Was voorganger Step Into The Earthquake (2017) politiek geïnspireerd dan keert Joyner hier weer terug naar nummers met een persoonlijke inslag. Maar muzikaal volgt dit nog altijd het vertrouwde recept. Nummers die gediend zijn door hun sobere begeleiding, waarin het verhalende centraal staat. Simon Joyner mag dan geen groot zanger zijn — en dat is eufemistisch uitgedrukt — maar toch stoort dat nooit.
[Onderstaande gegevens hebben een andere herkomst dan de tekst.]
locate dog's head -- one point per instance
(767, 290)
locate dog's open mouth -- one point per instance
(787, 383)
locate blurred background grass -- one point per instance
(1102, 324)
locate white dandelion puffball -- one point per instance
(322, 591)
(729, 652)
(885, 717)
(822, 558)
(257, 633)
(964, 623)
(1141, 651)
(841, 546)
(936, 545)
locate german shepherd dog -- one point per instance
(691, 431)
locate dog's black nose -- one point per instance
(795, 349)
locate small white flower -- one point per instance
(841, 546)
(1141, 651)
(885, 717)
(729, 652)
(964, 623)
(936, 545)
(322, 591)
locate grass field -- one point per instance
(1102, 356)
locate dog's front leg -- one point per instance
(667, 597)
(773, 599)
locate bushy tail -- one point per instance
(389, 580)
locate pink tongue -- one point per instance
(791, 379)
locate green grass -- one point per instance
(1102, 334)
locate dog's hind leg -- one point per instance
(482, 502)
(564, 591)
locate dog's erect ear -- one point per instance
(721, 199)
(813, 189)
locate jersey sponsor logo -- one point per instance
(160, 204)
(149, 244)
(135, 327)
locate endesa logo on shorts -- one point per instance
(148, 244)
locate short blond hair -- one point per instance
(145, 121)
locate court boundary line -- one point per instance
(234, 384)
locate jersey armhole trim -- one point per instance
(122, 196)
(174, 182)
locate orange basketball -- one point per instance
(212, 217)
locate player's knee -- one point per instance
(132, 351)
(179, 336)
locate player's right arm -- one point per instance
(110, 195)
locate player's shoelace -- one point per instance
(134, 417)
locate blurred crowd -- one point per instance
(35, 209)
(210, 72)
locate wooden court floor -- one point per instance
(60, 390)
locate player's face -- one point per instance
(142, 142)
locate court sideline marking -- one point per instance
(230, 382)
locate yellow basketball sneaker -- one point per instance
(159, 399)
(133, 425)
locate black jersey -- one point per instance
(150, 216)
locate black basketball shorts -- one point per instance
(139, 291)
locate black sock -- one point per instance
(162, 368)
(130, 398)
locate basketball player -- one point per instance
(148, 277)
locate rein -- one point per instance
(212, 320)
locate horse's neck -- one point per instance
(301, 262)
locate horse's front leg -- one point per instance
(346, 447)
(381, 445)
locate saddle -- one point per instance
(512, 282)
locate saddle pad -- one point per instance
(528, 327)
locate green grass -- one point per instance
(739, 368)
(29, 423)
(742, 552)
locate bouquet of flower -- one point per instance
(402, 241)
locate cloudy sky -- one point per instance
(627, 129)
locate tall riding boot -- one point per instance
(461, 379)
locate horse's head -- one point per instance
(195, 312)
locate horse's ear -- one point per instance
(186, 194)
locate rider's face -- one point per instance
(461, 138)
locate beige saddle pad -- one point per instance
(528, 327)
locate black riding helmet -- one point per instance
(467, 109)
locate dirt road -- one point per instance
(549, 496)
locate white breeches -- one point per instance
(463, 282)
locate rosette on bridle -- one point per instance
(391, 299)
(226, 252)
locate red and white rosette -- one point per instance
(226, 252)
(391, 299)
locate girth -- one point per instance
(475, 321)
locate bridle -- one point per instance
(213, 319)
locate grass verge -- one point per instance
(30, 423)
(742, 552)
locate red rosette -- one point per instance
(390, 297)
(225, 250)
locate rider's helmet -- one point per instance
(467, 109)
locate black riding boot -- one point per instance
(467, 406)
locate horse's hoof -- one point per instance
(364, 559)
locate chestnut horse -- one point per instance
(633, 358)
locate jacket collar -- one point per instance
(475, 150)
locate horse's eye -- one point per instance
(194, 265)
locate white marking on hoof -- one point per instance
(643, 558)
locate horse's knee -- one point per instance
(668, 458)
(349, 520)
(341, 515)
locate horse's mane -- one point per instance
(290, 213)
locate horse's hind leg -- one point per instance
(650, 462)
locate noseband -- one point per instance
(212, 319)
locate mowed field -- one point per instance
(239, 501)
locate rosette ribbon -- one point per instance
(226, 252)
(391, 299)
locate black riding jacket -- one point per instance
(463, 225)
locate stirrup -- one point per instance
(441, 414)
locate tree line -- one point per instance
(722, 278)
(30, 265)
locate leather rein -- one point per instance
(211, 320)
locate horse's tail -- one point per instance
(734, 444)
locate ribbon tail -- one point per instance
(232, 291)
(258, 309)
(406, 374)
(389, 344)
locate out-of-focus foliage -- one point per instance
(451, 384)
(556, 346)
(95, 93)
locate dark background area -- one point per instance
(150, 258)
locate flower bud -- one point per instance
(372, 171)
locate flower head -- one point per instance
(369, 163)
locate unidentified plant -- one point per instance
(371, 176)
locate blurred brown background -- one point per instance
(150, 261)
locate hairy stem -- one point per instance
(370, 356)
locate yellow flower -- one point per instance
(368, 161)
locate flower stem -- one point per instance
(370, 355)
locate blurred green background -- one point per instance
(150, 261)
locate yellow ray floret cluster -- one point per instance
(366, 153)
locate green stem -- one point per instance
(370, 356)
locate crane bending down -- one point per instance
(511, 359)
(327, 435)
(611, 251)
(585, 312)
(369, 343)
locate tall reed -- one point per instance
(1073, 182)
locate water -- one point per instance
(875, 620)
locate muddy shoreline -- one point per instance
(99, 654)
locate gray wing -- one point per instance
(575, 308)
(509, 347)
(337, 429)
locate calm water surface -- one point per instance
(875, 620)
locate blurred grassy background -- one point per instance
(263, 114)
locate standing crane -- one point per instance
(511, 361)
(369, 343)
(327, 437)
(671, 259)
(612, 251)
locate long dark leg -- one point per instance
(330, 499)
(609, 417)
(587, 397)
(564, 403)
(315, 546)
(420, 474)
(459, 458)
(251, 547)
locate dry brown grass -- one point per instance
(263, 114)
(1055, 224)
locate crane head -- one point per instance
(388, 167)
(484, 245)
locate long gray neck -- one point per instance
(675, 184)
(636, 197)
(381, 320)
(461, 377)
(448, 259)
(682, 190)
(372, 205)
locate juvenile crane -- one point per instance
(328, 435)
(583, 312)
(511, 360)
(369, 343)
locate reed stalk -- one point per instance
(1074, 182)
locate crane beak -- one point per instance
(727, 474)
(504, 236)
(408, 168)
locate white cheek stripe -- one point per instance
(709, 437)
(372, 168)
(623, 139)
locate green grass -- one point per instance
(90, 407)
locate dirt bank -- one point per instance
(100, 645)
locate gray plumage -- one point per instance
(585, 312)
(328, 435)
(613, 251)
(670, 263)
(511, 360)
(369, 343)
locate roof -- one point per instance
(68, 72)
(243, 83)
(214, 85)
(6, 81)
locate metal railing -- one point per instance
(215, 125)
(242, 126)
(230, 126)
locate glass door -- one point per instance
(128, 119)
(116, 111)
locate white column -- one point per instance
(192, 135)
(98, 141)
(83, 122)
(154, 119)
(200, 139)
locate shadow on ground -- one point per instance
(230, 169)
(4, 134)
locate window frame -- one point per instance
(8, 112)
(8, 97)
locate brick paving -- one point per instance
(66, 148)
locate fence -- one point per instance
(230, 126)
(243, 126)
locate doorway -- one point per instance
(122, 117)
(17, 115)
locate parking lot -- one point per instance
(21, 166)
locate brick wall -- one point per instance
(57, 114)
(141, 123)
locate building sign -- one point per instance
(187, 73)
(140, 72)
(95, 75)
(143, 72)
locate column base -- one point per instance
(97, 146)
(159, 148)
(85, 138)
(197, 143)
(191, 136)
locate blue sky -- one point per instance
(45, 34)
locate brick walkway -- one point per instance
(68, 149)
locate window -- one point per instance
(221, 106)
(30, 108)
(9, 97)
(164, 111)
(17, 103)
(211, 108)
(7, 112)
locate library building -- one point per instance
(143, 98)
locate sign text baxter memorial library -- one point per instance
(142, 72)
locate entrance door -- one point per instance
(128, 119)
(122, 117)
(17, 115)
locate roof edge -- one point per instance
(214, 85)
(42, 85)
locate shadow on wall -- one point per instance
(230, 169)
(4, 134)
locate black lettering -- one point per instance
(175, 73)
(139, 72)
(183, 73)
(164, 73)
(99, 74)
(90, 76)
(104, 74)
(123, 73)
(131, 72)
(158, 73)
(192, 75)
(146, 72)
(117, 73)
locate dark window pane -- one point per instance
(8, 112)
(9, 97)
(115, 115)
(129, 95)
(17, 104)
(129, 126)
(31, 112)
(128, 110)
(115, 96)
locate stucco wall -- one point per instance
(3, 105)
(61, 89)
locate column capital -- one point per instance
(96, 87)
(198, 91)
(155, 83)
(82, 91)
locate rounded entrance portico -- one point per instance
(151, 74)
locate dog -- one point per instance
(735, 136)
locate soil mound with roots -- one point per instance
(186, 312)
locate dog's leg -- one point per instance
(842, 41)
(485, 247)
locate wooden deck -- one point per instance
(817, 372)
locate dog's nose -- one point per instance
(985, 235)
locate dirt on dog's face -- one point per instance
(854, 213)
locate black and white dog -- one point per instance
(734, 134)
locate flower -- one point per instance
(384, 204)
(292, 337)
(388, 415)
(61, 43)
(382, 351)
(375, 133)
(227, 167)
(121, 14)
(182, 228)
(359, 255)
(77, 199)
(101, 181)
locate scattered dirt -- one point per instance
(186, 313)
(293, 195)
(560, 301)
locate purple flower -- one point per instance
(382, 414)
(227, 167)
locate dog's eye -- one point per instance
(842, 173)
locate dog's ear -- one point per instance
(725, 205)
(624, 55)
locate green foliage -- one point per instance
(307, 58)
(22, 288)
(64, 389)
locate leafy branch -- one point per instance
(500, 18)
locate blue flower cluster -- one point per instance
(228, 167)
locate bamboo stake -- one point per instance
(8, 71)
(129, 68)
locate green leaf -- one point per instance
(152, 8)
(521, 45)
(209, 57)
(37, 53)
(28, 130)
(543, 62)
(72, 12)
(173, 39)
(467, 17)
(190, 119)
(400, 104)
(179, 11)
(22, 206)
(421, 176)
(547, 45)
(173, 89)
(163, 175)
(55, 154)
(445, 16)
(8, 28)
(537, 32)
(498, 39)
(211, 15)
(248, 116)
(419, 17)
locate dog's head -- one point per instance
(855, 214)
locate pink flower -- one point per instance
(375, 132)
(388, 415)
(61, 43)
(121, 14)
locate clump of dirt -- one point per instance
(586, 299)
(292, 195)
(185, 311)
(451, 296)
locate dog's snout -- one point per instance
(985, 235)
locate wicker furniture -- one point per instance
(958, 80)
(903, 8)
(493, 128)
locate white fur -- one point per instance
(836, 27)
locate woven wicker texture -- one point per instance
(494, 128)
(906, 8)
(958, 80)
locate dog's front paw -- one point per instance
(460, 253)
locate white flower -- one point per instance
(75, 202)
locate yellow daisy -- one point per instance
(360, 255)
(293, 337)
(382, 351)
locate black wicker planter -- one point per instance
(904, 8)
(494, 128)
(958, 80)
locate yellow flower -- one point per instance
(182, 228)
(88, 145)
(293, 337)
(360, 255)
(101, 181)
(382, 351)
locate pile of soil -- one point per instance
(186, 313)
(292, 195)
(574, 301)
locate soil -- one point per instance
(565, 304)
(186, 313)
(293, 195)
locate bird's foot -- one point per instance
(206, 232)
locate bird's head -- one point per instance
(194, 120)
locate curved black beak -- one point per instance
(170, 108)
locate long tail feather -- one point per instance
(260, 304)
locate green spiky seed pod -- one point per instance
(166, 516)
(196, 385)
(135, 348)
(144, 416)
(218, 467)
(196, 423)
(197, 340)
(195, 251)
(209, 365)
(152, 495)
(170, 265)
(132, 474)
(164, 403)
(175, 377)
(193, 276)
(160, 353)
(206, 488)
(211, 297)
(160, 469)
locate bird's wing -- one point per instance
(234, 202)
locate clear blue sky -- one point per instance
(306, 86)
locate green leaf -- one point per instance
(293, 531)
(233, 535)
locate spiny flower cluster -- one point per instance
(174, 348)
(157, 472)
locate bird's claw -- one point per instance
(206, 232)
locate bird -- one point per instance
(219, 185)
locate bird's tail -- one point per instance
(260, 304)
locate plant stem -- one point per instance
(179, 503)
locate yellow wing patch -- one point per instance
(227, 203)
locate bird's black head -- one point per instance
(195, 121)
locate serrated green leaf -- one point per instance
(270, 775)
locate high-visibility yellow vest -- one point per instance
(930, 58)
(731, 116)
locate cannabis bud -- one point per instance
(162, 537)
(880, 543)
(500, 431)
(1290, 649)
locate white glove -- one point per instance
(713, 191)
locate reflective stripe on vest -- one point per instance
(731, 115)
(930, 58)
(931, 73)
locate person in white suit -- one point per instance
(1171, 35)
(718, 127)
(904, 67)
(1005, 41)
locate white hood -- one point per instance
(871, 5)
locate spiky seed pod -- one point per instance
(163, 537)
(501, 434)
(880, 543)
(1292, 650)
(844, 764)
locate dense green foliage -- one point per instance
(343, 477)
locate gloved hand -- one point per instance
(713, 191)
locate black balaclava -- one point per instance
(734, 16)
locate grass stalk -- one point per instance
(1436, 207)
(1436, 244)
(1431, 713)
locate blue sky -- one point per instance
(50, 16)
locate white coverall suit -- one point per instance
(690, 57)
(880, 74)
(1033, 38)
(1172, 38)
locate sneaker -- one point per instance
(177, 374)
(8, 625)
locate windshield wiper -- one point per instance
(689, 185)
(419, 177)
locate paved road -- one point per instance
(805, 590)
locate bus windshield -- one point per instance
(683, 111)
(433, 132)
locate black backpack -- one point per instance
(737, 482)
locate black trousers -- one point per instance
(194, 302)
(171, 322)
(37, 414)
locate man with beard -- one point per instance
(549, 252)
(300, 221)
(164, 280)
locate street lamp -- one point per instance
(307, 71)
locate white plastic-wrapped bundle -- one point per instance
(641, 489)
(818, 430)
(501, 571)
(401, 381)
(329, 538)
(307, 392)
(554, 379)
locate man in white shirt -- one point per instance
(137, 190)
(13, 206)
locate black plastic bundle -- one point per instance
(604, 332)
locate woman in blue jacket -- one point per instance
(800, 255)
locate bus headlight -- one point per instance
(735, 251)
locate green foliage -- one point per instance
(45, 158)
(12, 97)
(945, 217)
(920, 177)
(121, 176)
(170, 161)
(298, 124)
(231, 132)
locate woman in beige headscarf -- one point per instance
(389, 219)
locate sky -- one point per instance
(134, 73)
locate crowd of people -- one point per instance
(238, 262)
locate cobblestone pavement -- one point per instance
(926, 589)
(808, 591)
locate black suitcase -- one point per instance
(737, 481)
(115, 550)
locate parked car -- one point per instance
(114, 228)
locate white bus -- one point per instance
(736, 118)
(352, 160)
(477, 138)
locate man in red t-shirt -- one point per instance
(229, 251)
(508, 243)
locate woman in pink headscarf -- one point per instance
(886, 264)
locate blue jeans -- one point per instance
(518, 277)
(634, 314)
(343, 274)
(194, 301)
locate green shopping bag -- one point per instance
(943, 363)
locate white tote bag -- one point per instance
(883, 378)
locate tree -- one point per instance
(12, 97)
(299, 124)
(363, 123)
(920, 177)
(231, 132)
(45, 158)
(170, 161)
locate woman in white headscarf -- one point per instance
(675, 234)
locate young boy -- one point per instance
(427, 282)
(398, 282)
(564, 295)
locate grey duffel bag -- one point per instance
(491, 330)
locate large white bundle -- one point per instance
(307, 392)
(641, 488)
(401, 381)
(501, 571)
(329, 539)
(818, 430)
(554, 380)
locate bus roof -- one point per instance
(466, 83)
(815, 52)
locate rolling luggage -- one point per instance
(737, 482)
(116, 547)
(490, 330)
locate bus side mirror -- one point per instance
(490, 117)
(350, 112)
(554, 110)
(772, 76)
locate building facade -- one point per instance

Neem een nummer als het zacht wiegende “Tongue Of A Child” — om er een van de beste van het album bij te nemen — waar de piano en cello mooi subtiele accenten leggen. Een mooi voorbeeld van hoe hij z’n eigen ding weet te doen met de invloed van z’n voorbeelden, in dit geval Leonard Cohen. De ene keer legt Joyner het tempo wat hoger (“You’re Running Away, David”), een ander keer maakt hij er net een trage, slepende song van (het beklijvende “Blue Eyed Boy”). “The Last Time I Saw you, Richard” is dan weer Dylanesque, iets wat Joyner er nog wat maar op smeert door de verwijzing naar de grootmeester (“And that hessian’s kiss you hid with the scarf from Blonde On Blonde”).
Pocket Moon is een sober, ingetogen album geworden. Een collectie van schijnbaar eenvoudige, wat melancholische nummers waarin een mijmerende Joyner kijkt naar de wereld rondom hem. Een album van een niveau zoals we dat van Joyner ondertussen gewoon zijn. Eentje dat een groter publiek verdient dan het zal krijgen, maar daar heeft Joyner zich ondertussen al bij neergelegd, vermoeden we.